Ганя подцепила двумя пальцами старенький томик; хотела сразу, пока не развалился, поставить на место, но что-то назойливо царапнуло глаз. Что бы? Строки на испанском ни о чём не говорили: язык Ганя узнала, но едва могла что-либо перевести. Но где-то в начале страницы маячила надпись, не требующая перевода, чистейший русский: «…исправить свою ошибку…». И ни единого понятного слова дальше. Она захлопнула книгу, ответственно запомнив страницу, и направилась к старичку со скоростью опаздывающей первокурсницы.

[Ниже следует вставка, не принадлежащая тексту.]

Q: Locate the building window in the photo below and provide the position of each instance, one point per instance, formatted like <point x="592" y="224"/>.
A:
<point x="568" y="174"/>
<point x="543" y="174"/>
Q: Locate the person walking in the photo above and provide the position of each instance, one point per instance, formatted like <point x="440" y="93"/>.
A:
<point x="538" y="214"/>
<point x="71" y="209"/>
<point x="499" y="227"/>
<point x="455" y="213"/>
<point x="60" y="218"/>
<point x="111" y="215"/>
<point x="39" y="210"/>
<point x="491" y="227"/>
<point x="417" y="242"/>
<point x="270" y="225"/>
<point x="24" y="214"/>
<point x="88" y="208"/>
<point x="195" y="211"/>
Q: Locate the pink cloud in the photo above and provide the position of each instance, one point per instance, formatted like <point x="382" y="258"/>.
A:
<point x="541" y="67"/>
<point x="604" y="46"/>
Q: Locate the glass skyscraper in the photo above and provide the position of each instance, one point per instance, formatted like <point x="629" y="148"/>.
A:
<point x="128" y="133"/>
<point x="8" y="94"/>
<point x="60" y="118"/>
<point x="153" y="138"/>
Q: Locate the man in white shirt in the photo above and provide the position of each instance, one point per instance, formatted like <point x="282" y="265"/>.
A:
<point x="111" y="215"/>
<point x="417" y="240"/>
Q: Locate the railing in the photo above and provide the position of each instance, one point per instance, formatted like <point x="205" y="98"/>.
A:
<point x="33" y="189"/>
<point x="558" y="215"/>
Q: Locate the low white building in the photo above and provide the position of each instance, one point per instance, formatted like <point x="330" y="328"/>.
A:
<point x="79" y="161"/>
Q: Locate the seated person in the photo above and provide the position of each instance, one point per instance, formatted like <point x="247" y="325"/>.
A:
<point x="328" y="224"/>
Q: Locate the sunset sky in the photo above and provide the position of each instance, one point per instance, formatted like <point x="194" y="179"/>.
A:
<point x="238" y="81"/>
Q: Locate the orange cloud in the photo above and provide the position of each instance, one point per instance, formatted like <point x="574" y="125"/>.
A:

– Сколько? – сразу спросила она, указывая на фолиант.

– Вот и я говорю: сколько? – отозвался дедуля.

– Извините? – не поняла Ганя.

– Да я-то извиню, мне-то что, – загадочно отвечал собеседник.

Она настойчиво подтолкнула покупку:

– Сколько книга стоит?

– А сколько стоит человеческая жизнь? А сколько раз мы будем пытаться изменить прошлое? Сколько ещё мы будем изображать из себя царей природы?

Мерзкий старик над ней издевается! Почему глаза продавца показались Гане добрыми? О нет, они беспощадны, сверкают ехидством!

– Я! Хочу! Купить! Эту! Книгу! – чуть не плача, крикнула девушка. – Вы вообще продавец?!

– Да продавец я, продавец… судеб. – Добавил старик едва слышно. – Уверена, что хочешь купить эту книгу?

Ганя закивала, радуясь, что её наконец поняли.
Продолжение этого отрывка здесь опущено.